The words and images signify nothing but allude to much.

It's harder to argue with metaphors, allusions, and nonsense (e.g., advertising slogans) than it is to argue with simple ordinary statements.
What is the truth-value of "It tastes better"?

QuoteTaken non-methaphorically, arriving at the meaning of life scientifically sounds silly to me too... but I do think that thru "science" one can understand humans better and that maybe can lead to an easier arrival of meaning for individuals (subjectively).

Can't argue with that one.


Quote from: Cramulus on January 04, 2010, 03:29:16 PM
I trust psychology in some form or another will one day do away with that phantom called free will. I wonder what comes after that?

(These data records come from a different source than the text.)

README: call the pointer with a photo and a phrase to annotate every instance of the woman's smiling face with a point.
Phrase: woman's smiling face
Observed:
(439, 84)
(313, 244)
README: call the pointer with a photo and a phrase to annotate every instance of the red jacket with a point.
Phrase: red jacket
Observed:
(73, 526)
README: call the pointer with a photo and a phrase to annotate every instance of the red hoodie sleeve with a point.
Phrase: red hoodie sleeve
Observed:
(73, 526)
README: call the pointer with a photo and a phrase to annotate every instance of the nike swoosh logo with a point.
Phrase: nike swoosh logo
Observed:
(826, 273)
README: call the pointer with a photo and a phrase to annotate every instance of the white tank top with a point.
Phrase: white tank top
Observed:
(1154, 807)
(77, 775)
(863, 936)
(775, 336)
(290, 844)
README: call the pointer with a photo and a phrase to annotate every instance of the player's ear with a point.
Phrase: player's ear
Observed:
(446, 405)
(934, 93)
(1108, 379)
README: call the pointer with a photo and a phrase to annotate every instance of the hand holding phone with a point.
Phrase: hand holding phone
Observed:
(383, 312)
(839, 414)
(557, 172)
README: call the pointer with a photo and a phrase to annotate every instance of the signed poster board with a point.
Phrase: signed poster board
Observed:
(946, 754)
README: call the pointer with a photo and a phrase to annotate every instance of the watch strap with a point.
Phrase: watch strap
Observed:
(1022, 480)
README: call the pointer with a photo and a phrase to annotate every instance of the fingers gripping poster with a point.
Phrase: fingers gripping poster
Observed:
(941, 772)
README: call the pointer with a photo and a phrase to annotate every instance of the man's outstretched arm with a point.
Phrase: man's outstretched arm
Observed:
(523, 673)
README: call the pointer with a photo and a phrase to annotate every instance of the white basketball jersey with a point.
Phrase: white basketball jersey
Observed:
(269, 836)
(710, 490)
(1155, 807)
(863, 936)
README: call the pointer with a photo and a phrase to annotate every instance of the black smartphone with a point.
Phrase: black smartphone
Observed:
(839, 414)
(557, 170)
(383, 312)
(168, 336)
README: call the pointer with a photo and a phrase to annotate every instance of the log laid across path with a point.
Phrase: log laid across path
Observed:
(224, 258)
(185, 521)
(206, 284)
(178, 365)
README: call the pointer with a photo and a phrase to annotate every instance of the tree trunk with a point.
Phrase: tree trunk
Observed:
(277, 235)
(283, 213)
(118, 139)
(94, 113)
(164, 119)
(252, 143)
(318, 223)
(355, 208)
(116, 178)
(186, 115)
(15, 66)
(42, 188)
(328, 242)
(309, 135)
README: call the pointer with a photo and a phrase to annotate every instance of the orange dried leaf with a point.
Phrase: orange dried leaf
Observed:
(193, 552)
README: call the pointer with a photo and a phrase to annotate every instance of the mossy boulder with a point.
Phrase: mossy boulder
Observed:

I'm not so sure.  Makes for a great writing prompt/thought experiment, though.

Jasper

Quote from: Cramulus on January 04, 2010, 03:29:16 PM
Good essay, Felix.

I trust psychology in some form or another will one day do away with that phantom called free will. I wonder what comes after that?

Thanks.

I think that if scientific inquiry ever manages to bust the free will myth, people won't take much notice.  People will think, "Oh scientists, you so crazy." and move on.  La la la.

But the people who do notice, care, and accept the notion will probably turn out pretty normal too.  People have cognitive means of dealing with this sort of problem.

A thought-experiment:  Imagine you read in the news that researchers have found a mechanism or collection of mechanisms that solidly constitute what we know as "free will", and they are soundly proven with exhaustive experimentation.  What does this mean for you and the world in general?  My response would be, I think, bittersweet relief that machine consciousness is possible in theory. 

Cramulus

 :lol: I like that thought too! That had never occurred to me.

Personally, I would be running through the streets, laughing as madly and irresponsibly. Also I would grab people's fists and make them punch themselves in the face going "why you hitting yourself, spag? huh? are you just an automaton? can't you choose to stop?"